Ohta et al. reported that neutrophils and monocytes increased after picibanil injection, inducing the secretion of cytokines, including interleukin-6, interleukin-8, interferon-γ, and tumour necrosis factor-α.7) This caused a strong inflammatory reaction to the cyst wall, leading to drainage and cyst adhesion. A plunging ranula is uniloculated, and the cyst wall is composed of fibrous tissue. Thus, the drug spreads easily into the cyst and causes an effective response.8) Although picibanil has limited side effects, it is a mixture of weakly toxic group A Streptococcus pyogenes and penicillin G potassium. Therefore, skin reaction tests need to be performed in patients with suspected penicillin allergy to reduce the likelihood of anaphylactic reactions. The complications of picibanil injection is minimal, with no major side effects in previous studies and there was also no difference of injection dose between adults and child.9,10)
Conclusion
Currently, surgery is the primary treatment for plunging ranulas.
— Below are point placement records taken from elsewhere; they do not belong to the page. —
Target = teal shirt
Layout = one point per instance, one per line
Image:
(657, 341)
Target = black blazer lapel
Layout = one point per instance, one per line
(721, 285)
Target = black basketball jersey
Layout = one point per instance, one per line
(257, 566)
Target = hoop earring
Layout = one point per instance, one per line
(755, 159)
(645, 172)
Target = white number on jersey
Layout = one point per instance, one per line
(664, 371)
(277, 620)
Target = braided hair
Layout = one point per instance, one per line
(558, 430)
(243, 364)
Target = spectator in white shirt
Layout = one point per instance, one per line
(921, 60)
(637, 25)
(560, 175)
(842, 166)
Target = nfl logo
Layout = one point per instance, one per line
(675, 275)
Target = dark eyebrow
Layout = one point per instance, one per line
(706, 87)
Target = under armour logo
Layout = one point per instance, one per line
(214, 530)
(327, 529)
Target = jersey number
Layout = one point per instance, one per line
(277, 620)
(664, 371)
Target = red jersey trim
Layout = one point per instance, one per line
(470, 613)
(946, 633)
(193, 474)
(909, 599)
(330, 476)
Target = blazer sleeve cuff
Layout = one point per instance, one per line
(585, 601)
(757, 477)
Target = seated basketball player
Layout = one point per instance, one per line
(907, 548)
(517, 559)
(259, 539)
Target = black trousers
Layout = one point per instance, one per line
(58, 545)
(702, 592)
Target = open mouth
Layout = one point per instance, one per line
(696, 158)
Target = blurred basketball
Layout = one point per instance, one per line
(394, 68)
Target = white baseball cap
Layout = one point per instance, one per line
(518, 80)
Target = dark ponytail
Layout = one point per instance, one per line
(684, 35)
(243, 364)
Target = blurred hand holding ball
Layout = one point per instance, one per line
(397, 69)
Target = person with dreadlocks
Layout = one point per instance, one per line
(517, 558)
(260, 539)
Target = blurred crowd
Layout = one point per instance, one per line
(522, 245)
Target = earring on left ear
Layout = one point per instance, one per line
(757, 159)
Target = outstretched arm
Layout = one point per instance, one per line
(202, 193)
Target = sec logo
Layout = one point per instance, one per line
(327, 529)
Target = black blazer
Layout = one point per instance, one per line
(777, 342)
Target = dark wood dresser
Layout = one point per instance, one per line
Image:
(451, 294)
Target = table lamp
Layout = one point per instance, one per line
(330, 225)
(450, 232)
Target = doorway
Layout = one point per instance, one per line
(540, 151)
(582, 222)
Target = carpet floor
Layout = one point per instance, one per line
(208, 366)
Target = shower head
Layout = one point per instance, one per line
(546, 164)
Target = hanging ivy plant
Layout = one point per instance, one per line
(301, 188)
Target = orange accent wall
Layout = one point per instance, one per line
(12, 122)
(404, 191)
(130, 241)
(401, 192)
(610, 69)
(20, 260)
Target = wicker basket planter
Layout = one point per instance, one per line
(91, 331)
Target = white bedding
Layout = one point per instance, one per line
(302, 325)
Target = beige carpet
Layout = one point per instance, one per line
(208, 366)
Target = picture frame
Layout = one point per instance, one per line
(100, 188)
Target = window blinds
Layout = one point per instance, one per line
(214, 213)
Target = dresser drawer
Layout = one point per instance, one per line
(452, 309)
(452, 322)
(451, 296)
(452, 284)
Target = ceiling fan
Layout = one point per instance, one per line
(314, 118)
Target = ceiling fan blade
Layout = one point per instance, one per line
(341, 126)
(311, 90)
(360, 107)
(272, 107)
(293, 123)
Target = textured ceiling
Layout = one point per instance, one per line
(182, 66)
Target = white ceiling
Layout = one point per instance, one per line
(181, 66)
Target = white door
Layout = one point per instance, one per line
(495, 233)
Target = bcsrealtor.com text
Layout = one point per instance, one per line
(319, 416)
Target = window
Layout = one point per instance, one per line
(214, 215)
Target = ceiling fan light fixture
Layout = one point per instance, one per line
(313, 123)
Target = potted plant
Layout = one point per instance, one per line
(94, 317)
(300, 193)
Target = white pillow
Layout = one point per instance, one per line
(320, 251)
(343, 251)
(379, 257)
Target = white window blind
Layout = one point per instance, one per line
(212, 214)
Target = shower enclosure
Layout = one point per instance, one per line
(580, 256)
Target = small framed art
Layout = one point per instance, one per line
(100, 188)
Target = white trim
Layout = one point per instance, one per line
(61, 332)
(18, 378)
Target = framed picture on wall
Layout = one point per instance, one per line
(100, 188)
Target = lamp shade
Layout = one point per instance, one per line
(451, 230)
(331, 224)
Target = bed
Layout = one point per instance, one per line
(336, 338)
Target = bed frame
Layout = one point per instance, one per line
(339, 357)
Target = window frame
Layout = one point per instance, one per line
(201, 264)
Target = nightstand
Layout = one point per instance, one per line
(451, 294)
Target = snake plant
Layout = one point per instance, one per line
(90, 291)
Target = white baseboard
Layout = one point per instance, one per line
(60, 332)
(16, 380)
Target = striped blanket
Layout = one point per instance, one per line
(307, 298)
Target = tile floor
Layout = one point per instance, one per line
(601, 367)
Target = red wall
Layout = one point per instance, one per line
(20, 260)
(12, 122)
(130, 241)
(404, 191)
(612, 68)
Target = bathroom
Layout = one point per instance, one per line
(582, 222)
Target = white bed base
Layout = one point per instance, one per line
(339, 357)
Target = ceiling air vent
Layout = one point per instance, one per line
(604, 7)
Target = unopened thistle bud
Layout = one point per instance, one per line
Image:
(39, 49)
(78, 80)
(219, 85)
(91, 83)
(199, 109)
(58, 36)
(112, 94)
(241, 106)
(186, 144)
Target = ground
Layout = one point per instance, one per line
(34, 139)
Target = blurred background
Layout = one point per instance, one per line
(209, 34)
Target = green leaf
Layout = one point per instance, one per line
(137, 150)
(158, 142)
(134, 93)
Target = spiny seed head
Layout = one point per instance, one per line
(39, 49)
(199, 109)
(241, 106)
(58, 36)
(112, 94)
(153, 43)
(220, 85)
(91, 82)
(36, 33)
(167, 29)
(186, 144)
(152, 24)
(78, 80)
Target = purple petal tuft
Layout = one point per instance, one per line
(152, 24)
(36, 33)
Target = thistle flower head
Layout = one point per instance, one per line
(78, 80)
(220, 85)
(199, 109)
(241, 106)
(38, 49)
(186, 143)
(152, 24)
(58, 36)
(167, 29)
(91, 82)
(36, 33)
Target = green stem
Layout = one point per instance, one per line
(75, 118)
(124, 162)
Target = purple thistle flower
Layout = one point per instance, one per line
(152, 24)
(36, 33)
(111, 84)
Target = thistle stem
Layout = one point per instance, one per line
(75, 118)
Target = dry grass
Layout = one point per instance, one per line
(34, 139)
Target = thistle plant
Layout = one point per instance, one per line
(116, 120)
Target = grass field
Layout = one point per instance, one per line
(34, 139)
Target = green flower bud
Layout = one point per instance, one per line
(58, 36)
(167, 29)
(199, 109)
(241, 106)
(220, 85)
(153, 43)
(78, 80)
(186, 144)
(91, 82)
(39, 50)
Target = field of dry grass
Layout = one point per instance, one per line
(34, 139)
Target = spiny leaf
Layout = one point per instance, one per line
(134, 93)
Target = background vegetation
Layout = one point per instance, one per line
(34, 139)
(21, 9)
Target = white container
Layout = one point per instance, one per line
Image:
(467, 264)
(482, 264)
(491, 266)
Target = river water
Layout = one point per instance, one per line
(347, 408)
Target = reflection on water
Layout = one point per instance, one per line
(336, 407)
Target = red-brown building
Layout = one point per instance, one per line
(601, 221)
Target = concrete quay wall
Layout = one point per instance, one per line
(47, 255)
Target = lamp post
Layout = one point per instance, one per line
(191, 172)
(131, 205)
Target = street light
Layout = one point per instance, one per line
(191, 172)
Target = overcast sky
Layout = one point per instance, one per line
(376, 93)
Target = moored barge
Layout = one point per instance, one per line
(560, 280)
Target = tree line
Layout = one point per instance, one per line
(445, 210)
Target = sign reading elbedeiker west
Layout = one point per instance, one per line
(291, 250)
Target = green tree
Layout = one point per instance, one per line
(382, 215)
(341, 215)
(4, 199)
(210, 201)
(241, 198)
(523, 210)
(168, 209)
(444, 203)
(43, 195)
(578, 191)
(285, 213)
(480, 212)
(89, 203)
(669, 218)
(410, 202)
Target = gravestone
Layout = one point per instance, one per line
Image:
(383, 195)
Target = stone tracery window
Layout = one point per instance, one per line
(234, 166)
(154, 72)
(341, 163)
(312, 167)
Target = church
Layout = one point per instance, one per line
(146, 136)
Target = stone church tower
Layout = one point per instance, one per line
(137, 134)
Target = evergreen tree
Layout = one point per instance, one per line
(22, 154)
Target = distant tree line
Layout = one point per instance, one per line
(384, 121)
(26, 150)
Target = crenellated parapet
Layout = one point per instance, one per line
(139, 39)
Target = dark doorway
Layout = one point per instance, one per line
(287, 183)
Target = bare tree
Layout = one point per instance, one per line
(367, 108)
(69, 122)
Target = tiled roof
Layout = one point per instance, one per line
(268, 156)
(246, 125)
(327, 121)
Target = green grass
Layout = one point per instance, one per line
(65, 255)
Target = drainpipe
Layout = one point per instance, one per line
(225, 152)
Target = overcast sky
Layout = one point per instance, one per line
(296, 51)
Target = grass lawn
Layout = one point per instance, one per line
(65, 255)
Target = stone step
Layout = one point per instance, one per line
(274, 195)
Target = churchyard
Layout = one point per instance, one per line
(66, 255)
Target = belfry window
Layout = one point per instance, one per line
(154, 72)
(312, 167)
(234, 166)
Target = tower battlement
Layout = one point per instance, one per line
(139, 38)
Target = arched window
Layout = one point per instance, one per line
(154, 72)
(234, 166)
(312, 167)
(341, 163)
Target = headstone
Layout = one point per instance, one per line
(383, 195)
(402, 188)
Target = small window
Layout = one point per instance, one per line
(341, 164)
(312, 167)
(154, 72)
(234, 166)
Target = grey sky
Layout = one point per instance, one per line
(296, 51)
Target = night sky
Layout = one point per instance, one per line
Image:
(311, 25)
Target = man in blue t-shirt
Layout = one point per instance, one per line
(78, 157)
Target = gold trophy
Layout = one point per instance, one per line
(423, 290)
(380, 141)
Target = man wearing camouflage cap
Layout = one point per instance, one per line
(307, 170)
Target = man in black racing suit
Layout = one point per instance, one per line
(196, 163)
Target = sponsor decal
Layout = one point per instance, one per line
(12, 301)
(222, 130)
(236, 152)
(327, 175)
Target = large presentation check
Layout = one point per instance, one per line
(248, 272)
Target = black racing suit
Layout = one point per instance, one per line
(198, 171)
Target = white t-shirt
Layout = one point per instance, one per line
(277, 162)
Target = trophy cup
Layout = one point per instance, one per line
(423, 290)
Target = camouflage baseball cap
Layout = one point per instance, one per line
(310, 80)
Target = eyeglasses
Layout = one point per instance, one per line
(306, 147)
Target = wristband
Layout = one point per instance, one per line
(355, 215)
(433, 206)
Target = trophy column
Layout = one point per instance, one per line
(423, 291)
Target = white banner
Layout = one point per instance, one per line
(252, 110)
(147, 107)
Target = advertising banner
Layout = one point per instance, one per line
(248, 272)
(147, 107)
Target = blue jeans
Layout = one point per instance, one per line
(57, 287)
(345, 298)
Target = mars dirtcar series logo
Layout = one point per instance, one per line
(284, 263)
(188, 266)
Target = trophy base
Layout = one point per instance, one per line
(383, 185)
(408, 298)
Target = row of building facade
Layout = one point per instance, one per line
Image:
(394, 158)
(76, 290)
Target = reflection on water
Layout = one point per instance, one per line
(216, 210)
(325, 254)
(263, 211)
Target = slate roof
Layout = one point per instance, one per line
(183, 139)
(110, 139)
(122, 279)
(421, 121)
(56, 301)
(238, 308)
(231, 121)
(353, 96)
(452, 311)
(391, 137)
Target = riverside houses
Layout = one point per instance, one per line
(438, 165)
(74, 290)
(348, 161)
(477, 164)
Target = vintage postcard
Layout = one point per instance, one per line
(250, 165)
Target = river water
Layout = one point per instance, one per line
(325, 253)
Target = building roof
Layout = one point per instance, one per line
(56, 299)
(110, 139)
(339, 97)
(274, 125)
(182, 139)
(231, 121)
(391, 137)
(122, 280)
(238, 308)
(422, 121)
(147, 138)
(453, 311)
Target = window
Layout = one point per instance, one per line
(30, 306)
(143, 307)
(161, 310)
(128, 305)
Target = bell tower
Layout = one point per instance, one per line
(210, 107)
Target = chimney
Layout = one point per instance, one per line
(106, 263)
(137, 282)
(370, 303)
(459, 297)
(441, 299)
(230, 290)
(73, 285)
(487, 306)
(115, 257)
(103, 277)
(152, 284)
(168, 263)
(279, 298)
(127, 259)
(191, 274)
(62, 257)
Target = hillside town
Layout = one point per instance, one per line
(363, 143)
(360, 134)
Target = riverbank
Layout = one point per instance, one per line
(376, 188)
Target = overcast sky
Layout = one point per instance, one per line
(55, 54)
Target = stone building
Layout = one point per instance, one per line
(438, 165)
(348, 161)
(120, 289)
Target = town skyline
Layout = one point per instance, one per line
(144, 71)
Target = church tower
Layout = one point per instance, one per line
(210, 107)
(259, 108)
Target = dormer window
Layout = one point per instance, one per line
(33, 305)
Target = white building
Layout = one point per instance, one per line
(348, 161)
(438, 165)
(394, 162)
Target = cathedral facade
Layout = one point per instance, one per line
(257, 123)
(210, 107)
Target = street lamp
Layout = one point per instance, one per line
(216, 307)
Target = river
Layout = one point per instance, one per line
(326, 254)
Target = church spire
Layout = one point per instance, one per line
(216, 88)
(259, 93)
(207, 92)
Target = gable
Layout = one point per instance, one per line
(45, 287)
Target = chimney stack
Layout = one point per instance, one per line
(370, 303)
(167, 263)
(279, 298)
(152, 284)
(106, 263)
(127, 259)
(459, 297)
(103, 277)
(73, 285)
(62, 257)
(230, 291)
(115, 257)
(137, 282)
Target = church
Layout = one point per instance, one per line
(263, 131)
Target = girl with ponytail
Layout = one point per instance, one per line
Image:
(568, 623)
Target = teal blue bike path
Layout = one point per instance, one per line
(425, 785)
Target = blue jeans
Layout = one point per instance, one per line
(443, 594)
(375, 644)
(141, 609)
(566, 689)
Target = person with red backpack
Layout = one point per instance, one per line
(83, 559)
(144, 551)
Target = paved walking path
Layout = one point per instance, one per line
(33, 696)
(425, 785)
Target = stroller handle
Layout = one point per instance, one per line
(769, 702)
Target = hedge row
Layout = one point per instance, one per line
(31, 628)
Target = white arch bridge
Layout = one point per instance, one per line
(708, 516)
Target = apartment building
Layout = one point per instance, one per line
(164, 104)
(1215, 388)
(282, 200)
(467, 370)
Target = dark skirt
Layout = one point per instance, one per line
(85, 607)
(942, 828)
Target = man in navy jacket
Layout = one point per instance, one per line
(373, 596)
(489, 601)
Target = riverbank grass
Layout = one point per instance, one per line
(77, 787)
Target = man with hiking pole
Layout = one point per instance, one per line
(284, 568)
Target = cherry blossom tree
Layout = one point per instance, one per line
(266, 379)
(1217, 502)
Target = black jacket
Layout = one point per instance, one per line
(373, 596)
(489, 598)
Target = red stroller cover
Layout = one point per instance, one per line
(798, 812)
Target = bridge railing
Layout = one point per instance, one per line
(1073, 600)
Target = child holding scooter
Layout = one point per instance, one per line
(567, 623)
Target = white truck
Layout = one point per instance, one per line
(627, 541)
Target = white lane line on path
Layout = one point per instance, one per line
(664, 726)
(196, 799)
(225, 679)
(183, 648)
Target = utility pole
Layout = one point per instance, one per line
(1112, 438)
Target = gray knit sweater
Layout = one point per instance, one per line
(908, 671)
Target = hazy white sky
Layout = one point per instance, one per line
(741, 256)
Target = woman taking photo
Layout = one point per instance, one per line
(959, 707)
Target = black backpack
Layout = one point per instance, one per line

However, sclerotherapy using picibanil is effective as it can be easily performed in an outpatient clinic, has excellent treatment outcomes, and has no major adverse side effects. This study was a small-scale case series of 25 patients, and there were limitations in verifying the effects of the drug with the retrospective study design. Clinical studies employing other designs, such as prospective research with increased number of patients, would be necessary in the future.